In his “I Have a Dream” speech, Dr. Martin Luther King Jr. said that black people were “still languishing in the corners of American society” and were “exiles in their own land.”

Jesus understood the pain of racism. He preached and gathered to himself the outcasts of society. He called these people the anawim, or poor in spirit. In the Sermon on the Mount, Jesus said, “Blessed are the poor in spirit, for theirs is the kingdom of God.”

The relationship between Jews and Samaritans at the time of Jesus approximates contemporary examples of racism.

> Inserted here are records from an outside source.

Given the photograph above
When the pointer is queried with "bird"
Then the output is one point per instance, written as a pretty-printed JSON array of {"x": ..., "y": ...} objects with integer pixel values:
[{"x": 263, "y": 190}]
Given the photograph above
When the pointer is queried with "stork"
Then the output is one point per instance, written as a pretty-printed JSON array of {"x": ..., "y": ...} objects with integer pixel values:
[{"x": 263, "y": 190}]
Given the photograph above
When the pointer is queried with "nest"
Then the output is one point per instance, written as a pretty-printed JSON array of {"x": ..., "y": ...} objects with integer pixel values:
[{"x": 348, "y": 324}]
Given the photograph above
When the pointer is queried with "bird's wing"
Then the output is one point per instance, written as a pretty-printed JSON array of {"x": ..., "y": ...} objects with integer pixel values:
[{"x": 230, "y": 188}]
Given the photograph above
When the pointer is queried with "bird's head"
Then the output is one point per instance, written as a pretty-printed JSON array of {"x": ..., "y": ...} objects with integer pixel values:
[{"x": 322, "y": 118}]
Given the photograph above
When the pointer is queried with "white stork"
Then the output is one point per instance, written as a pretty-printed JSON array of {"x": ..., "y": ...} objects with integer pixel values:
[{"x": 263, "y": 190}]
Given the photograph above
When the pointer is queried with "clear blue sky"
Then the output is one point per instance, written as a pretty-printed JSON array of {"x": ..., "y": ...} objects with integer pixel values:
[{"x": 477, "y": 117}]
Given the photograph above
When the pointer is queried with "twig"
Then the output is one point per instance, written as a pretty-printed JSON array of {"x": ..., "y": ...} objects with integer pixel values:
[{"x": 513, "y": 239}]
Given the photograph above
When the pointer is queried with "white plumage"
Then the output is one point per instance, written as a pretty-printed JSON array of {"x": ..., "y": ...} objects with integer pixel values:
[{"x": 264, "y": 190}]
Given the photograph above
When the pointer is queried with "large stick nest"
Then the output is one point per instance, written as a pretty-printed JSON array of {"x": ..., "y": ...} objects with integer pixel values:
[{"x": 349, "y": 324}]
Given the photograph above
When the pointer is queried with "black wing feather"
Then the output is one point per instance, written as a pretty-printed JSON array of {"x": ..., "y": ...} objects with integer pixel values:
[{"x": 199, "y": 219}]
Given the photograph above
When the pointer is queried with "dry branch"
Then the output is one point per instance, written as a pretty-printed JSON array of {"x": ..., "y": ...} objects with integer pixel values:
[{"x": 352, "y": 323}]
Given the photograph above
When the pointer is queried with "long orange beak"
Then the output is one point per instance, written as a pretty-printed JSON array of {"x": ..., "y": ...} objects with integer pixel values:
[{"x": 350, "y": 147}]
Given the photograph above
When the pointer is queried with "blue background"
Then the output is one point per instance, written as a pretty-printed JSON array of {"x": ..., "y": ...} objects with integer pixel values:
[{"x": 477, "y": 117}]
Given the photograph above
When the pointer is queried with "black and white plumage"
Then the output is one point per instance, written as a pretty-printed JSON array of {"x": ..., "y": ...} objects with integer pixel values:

Many of the people of Samaria were Jews who had intermarried with Gentiles during the Assyrian captivity. Jews bypassed the region altogether as they traveled between Galilee and Judea. With your students, cite Gospel passages that refer to this strained relationship: Luke 9:52-54; Luke 10:25-37; Luke 17:11-19; John 9:48. Next, read Jesus’ response to this behavior: his healing of a Samaritan leper (Lk 17:11-19), the conversation with the Samaritan women at the well (Jn 4:4-42), and the telling of the parable of the Good Samaritan (Lk 10:30-37).

Discussion Questions
1. Why do you think people of different races have trouble getting along?
2. How do you respond when someone makes a racist statement?
3. Tell about a time you were excluded from an activity for no good reason?

Extending the Lesson
Ask an adult who grew up in the 1950s and 1960s to give a short presentation detailing society’s (and his or her own) changing attitudes from then to now.